Japanese long-distance runner

Yukiko Okamoto, also known as Sachiko Okamoto, (岡本幸子; born 29 November 1974) is a retired Japanese runner who specialized in the half marathon and marathon.

At the 1990 World Cross Country Championships she finished eighteenth in the junior race, and won a silver medal in the team competition. At the 1995 World Cross Country Championships she finished fifteenth in the senior race and ended fourth in the team competition. She also won a bronze medal at the 1996 World Road Relay Championships.

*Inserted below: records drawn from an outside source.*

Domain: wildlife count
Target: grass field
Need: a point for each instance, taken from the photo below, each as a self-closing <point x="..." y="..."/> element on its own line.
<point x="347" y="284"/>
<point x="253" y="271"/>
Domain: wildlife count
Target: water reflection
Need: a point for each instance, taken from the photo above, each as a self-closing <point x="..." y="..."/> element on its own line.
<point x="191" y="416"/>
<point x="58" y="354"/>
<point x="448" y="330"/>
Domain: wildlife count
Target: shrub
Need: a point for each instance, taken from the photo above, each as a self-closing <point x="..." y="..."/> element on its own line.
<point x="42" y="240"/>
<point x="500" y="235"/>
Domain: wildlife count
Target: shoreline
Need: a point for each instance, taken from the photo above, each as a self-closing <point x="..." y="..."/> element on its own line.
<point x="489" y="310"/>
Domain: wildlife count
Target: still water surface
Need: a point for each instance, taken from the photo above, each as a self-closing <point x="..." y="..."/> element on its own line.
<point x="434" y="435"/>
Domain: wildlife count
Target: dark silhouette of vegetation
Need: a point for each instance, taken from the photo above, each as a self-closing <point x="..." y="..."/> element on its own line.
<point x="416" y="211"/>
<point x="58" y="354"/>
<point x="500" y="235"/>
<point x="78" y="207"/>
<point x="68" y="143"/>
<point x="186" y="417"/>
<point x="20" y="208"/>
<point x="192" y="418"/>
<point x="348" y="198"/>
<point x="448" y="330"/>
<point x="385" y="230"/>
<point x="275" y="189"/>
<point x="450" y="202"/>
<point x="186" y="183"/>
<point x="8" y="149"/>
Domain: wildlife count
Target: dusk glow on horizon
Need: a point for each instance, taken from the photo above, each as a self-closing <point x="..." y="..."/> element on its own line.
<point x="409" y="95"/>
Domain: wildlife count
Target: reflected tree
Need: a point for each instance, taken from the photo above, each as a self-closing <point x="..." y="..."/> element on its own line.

She later finished ninth at the 1998 World Half Marathon Championships and eighth at the 2000 World Half Marathon Championships. These two championships ended with a fifth place and silver medal, respectively, in team competition.

Okamoto became Japanese champion once, in the 10,000 metres in 2000.

Her personal best times were 15:27.77 minutes in the 5000 metres, achieved in June 1996 in Nishinomiya; 32:06.42 minutes in the 10,000 metres, achieved in October 2000 in Sendai; 1:09:12 hours in the half marathon, achieved in March 2000 in Yamaguchi; and 2:26:21 hours in the marathon, achieved in March 2001 in Nagoya.